Topics: SDS-PAGE protein electrophoresis, sorting experimental results and data
Time: 9:00-16:30, August 25, 2022
Place: Dart Laboratory, No. 1077 Zhangheng Road, Pudong New Area, Shanghai
Experiments:
● SDS-PAGE protein electrophoresis
● Detection of GFP fluorescence signal
● Organize the electrophoresis results and GFP data
Progress of the team:
The experiment has come to an end. The students of the wet team cultured the pET28A-GLBP-vp7-vp1-GFP/E.coli BL21(DE3) with IPTG, and detected GFP fluorescence signal every hour. Then, we carried out SDS-PAGE electrophoresis on the protein and analyzed the electrophoresis experiment results and related data.

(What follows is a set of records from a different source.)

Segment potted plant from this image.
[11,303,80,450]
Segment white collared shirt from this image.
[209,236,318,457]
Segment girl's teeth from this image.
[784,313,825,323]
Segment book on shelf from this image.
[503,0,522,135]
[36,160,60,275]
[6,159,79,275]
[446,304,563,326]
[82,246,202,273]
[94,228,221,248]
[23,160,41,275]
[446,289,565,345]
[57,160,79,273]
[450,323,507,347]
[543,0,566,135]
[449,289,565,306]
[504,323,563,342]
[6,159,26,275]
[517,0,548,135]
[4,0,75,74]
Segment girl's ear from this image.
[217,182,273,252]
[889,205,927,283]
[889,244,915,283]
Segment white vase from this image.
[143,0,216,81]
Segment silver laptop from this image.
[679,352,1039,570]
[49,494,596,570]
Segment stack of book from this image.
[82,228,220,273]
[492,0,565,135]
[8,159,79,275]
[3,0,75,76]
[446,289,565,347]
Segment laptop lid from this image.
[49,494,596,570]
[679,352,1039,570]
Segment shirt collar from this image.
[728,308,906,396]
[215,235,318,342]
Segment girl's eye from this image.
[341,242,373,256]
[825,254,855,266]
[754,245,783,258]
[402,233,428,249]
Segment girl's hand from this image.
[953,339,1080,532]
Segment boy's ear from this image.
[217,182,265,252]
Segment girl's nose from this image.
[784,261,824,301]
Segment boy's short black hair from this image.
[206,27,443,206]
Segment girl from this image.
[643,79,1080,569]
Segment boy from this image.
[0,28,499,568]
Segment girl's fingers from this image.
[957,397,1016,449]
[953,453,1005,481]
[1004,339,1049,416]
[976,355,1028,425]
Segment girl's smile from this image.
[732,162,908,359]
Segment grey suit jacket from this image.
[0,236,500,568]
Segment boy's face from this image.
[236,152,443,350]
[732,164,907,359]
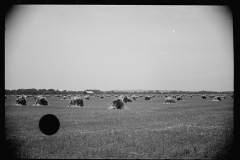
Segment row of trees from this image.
[5,88,233,95]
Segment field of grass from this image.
[5,96,234,159]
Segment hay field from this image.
[5,96,233,159]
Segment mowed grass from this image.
[5,96,233,159]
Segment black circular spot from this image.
[39,114,60,135]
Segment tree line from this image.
[5,88,233,95]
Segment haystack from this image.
[145,96,152,100]
[84,95,90,100]
[164,97,176,104]
[16,95,27,105]
[212,96,221,101]
[120,96,132,103]
[68,97,84,107]
[60,96,70,100]
[32,96,48,106]
[202,95,207,99]
[108,98,124,109]
[176,96,183,101]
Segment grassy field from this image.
[5,96,233,159]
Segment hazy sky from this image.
[5,5,234,91]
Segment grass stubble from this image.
[5,97,233,159]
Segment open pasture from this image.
[5,96,233,159]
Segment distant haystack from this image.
[84,95,90,100]
[32,96,48,106]
[123,96,132,103]
[145,96,152,100]
[176,96,183,101]
[208,95,215,98]
[164,97,176,104]
[68,97,84,107]
[202,95,207,99]
[212,96,221,101]
[16,95,27,105]
[60,96,70,100]
[108,98,124,109]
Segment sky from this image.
[5,5,234,91]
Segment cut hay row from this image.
[68,124,225,134]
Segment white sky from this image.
[5,5,234,91]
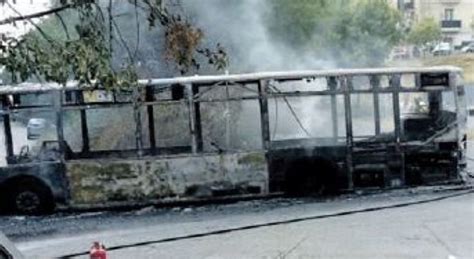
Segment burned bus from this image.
[0,67,467,213]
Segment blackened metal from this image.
[192,85,204,152]
[421,72,449,87]
[133,87,143,157]
[186,84,198,154]
[258,80,271,150]
[339,76,354,190]
[1,95,13,158]
[390,74,405,185]
[77,91,90,153]
[327,77,339,142]
[145,86,156,150]
[53,90,66,154]
[370,76,381,135]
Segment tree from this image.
[0,0,227,88]
[268,0,401,66]
[470,15,474,37]
[408,17,441,46]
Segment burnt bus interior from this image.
[0,69,466,206]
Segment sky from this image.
[0,0,50,37]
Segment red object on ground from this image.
[90,242,107,259]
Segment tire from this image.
[285,159,338,197]
[285,159,322,197]
[8,179,54,215]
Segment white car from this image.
[461,43,474,53]
[431,42,453,56]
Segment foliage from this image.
[0,0,227,88]
[408,17,441,46]
[268,0,402,66]
[470,15,474,33]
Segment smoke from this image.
[183,0,334,73]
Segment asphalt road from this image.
[0,187,474,258]
[103,191,474,259]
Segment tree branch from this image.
[0,4,77,25]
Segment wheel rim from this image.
[15,191,41,212]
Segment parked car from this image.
[0,232,24,259]
[461,43,474,53]
[431,42,453,56]
[26,118,47,140]
[391,46,410,60]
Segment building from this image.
[391,0,474,46]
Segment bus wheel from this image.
[285,159,323,197]
[8,179,54,215]
[285,158,338,196]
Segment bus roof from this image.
[0,66,463,95]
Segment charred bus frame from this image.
[0,67,467,213]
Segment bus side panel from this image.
[66,152,268,206]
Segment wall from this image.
[415,0,474,45]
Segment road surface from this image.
[0,188,474,258]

In the afternoon, students continue to detect GFP fluorescence signals every hour and took profile photos, and the coach explained the experimental principle, precautions, and operation steps of Western Blot. The SDS-PAGE gel was stained and destained. Finally, the laboratory was cleaned up and the experimental journey was successfully completed.